When Madeline’s pediatrician said the girl needed to immediately go to the Emergency Department, her family was stunned. What seemed like relatively minor complaints were actually the symptoms of acute lymphoblastic leukemia.
Near the end of first grade, Madeline, who goes by Maddie, started saying she felt pain under her armpits. “We said, ‘Oh, it’s the monkey bars,” explains her mother, Christine. “Her doctor thought she might have strained something. She’s a very active kid.”
The pain subsided, but then returned in August. September saw a new symptom: Her stomach became distended, and it stayed that way for a few days. On a Wednesday — with plans in place to attend a fall festival later in the day — they took her to her pediatrician. “He said, ‘You need to go to the hospital,’” Christine remembers, still feeling the shock of those words. “All I could think is that we were supposed to see scarecrows today, not go to a hospital.”
Enlarged liver and spleen
Instead of enjoying pumpkins and autumn colors, the family found themselves in a local Emergency Department, where doctors discovered Maddie’s liver and spleen were three times their normal size. The family was told they should go to Children’s Hospital of Philadelphia.
“It was the weekend the pope was in Philadelphia,” Christine says. “The roads were closed, but they got an ambulance to take us to CHOP.” Once there, Maddie was diagnosed with acute lymphoblastic leukemia, the most common form of childhood cancer, and was admitted. It was an unusual time to be at CHOP: All the extra beds were occupied by doctors and nurses sleeping at the hospital because of the pope’s visit.
Maddie, then 7, stayed at CHOP for 10 days of initial chemotherapy treatment. Once home, she began an intense regiment. She took oral chemo every day, and had chemo infusions every month and lumbar punctures every three months as an outpatient.
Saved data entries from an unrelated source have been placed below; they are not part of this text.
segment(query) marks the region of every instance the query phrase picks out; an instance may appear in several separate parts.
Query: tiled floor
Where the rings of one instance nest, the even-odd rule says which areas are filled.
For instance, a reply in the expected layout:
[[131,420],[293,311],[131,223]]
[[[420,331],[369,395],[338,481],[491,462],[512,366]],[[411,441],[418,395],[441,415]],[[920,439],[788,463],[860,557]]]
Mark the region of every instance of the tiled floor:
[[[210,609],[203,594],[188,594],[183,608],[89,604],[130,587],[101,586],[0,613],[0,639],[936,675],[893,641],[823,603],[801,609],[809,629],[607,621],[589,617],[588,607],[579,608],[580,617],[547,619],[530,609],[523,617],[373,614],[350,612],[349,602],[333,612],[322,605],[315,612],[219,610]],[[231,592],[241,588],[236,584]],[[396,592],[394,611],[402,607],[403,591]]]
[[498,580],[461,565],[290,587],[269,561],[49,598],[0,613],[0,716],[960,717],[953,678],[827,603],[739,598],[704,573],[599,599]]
“We were told the treatments would go on for two-and-a-half years — at that time, that felt like a lifetime,” says Christine. It was a lot for a little girl to deal with, and there were points when Maddie felt overwhelmed. “She couldn’t stand the port” — a small disc that accesses the catheter that had been inserted into a large vein in her upper arm. “And when it was a lumbar puncture day, her anxiety would start as soon as we got in the car.”
On the positive side, Maddie needed to go to CHOP’s Emergency Department only one time because of a fever — something that can easily occur multiple times when a child has cancer.
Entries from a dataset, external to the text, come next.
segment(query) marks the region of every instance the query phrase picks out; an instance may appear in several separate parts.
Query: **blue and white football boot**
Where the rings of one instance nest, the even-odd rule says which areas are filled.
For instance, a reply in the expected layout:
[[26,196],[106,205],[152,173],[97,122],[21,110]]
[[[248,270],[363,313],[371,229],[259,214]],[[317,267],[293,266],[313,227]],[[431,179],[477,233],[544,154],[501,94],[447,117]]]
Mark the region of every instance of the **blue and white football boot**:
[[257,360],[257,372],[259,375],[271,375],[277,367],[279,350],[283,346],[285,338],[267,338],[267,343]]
Maddie completed her final treatment in November 2017, just days before her 10th birthday. Happy to have chemo and lumbar punctures behind her, she spends time practicing the violin and guitar, writing songs, running track, playing with her sisters and going horseback riding.
“We could not be more proud of our little warrior and her very strong and supportive sisters, 12-year-old Abby and 7-year-old Isabelle,” says Christine. “Maddie has led us through this journey with grace, strength, bravery and courage.”